Pizza with chicken liver
6 servings
60 minutes
Pizza with chicken liver is a bold combination of Italian classic and the rich flavor of tender liver. Unlike traditional options, the main focus here is on depth of flavor, complemented by the sweetness of fried onions and the refreshing acidity of tomatoes. The thin dough infused with yeast aroma becomes the perfect base for a rich filling. Olives add zest while mayonnaise softens and harmonizes the taste. This dish embodies a gastronomic experiment that surprises and delights. Such pizza is perfect for family dinners or friendly gatherings, accompanied by a glass of dry red wine. The ready aromatic pizza with a golden crust comes out of the oven and becomes the center of attention on the table—an unusual yet delightful treat for connoisseurs of new flavor solutions.

1
Knead the yeast dough from flour, yeast, salt, and warm milk, add vegetable oil, and knead again. Place the dough on a greased baking sheet.
- Wheat flour: 1 glass
- Dry yeast: 10 g
- Salt: 0.5 teaspoon
- Milk: 0.5 glass
- Vegetable oil: 1 tablespoon
2
Cut the liver into small pieces and the onion into rings, mix and add half of the olives.

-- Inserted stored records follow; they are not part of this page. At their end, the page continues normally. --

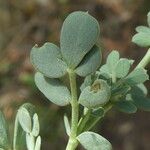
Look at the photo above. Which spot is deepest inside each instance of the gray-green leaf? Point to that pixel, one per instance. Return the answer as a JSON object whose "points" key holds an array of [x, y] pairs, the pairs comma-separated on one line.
{"points": [[36, 126], [95, 95], [137, 76], [143, 29], [30, 141], [112, 60], [25, 119], [3, 132], [94, 141], [138, 96], [142, 39], [90, 62], [126, 106], [87, 82], [48, 60], [67, 125], [79, 33], [53, 89]]}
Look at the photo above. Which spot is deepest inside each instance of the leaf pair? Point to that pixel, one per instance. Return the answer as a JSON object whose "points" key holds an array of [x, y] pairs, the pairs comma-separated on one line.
{"points": [[142, 38], [77, 51]]}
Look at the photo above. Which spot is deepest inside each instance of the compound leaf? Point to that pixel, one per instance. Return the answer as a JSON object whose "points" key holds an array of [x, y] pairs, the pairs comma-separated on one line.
{"points": [[93, 141], [48, 60], [90, 62], [79, 33], [95, 95], [53, 89], [137, 76]]}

Place on the dough.
- Chicken liver: 300 g
- Onion: 2 heads
- Olives: 100 g
3
Peel the tomatoes and mash them into a puree, season with salt and pepper to taste, and spread the tomato puree over the liver. Top with mayonnaise and garnish with the remaining olives.
- Tomatoes: 3 pieces
- Salt: 0.5 teaspoon
- Ground black pepper: to taste
- Mayonnaise: 4 tablespoons
- Olives: 100 g
4
Preheat the oven to 200–220 degrees. Place the baking tray in the oven and bake for about 20–30 minutes. Serve the finished pizza immediately.